By Angela Barbuti
If you’ve ever seen a truck colorfully decorated with an image of a bee against the Manhattan skyline, then you may already be familiar with the work of our neighbor Andrew Coté. The fourth-generation beekeeper is responsible for the upkeep of 104 beehives in the five boroughs. On a typical workday, he can be found tending to bees across the city, atop landmarks like the Brooks Brothers’ flagship store and the Waldorf Astoria, and on the grounds of the United Nations and Bryant Park. A resident of the Upper West Side for close to a decade, he maintains four apiaries in the area, on 61st Street and Broadway, 59th Street near Columbus Circle, 68th Street and Central Park West, and 91st Street and Central Park West.
“The bees are busy going about the work of pollinating the Big Apple and making caramelized sunshine for me to bottle and sell,” said the Connecticut native, who proudly peddles his wares at the Union Square Greenmarket. The honey produced in his hives are labeled based on the areas in which it was procured. If it was garnered on the Upper West Side, for example, you would see the words “Central Park,” scrawled on that jar. When asked if those bees actually get their nectar from the park, Coté affirmed, “I am certain that the Central Park honey is foraged from the nearly thousand acres of nectar buffet from Central Park. The colonies are half a block away and make beelines for the park as soon as the sun comes up.”
This past summer, the honey farmer was a busier bee than usual, with the release of his memoir, “Honey and Venom: Confessions of an Urban Beekeeper.” The book is full of stories about what beekeeping is like in our city, including the fact that it was made illegal during the Giuliani administration. When Coté founded the New York City Beekeepers Association in 2007, part of his work included petitioning to legalize it. “There were a lot of groups and people who were involved, but I was the beekeeper that the Department of Health called in to their meetings,” he explained.
In 2010, the Department of Health and Mental Hygiene made beekeeping legal here, and in fact, Coté wrote the best practices guide provided on the DOHMH’s website. As a result, he became the department’s go-to consultant when it comes to bee concerns, including swarms that can form in the unlikeliest of places. “From swarms, to feral colonies within walls, to beehives that are not registered, but are on a fire escape or roof without permission,” he said of the predicaments he’s faced. In the book, he details the many precarious spots in which swarms have settled- a hot dog cart in Times Square, the side-view mirror of a car parked along the West Side Highway, and a fence on the deck of the USS Intrepid.
Coté also shares his over-40 years of knowledge on the fascinating insects that, he notes, have five eyes, four wings, and two stomachs, by teaching beekeeping classes. The buzzworthy sessions, which are sponsored by the Beekeepers Association, are highly sought after and always filled to their maximum capacities. Before the pandemic halted his instruction, they were held at the New York Institute of Technology on Broadway and 61st Street. As for when they will resume, he said, “We are hoping to do virtual classes in February and depending on what happens in the spring, perhaps hands-on classes again in April.”

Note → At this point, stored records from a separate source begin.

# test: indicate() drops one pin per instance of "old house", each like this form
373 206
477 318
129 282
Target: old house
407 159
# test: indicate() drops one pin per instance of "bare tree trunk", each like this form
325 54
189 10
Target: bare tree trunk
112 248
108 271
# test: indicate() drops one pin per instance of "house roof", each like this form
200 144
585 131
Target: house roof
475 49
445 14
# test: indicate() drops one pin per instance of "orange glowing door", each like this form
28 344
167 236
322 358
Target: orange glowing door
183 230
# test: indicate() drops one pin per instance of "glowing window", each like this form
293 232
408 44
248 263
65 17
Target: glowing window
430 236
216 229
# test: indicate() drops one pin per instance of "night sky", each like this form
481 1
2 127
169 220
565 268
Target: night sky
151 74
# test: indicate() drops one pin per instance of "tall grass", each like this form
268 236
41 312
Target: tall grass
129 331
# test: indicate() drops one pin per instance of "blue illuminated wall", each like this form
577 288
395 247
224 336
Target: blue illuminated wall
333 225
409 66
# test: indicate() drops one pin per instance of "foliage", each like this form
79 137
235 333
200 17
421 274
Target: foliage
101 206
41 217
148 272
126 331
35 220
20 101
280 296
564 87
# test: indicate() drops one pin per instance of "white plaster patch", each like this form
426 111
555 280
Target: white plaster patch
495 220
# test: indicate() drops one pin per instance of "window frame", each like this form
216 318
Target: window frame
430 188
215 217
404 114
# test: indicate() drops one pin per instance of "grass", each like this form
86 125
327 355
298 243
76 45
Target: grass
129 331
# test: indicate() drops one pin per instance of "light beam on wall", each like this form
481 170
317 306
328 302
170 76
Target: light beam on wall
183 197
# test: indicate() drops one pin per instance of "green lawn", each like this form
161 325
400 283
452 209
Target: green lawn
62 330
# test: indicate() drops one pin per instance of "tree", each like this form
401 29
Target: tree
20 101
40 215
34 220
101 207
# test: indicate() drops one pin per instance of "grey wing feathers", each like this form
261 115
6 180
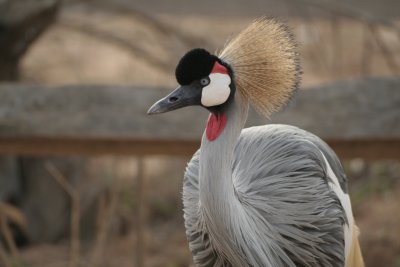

In July, he appeared in an episode of “Down to Earth,” the new environmental Netflix docuseries hosted by Zac Efron. The segment was filmed on the rooftop of the Hilton New York Midtown, which is inhabited by 450,000 bees. Coté educates viewers with staggering statistics like the fact that there are more honeybees in New York City than there are people and urban honey contains less chemicals because cities don’t get sprayed as much with pesticides.
When he is not harvesting honey, assisting with swarms, teaching classes, or on television, Coté dedicates time to his nonprofit, Bees without Borders. He launched the 501c3 with his father, who taught him the trade, with a mission to help alleviate poverty through beekeeping. “We work with beekeepers in underserved areas of Brooklyn, in Haiti, Republic of Moldova, Fiji, and beyond,” he said.
As for his truck, which is oftentimes parked on 72nd Street, Coté said it generates buzz in the neighborhood. “It is out of place on the Upper West Side, but perhaps so am I,” he quipped. While an overwhelming majority are delighted by and curious about the truck, taking photos and posting on social media, others are not too fond of what they, mistakenly, consider a commercial vehicle.
“They come up to me and tell me, ‘You can’t have a commercial truck parked on the street,’” he said. “And the truth is, even though it may appear to be, it is not a commercial truck. It has agricultural plates. It is completely legal for me to park it there.” The dissenters go so far as to leave negative notes on his truck or through his website. But Coté has the solution to their unhappiness. “If these people have a real problem with it, then they’re just a little too sour and just need more honey in their lives.”
As for his future plans, Coté, who, very fittingly, met his wife while selling honey at the Rockefeller Center Greenmarket, hopes to one day join the GreenFlea market at 77th and Columbus. “That would be a dream come true for me,” the father of two said. “As being part of the neighborhood, it would be really nice to sell there because I know the families now.”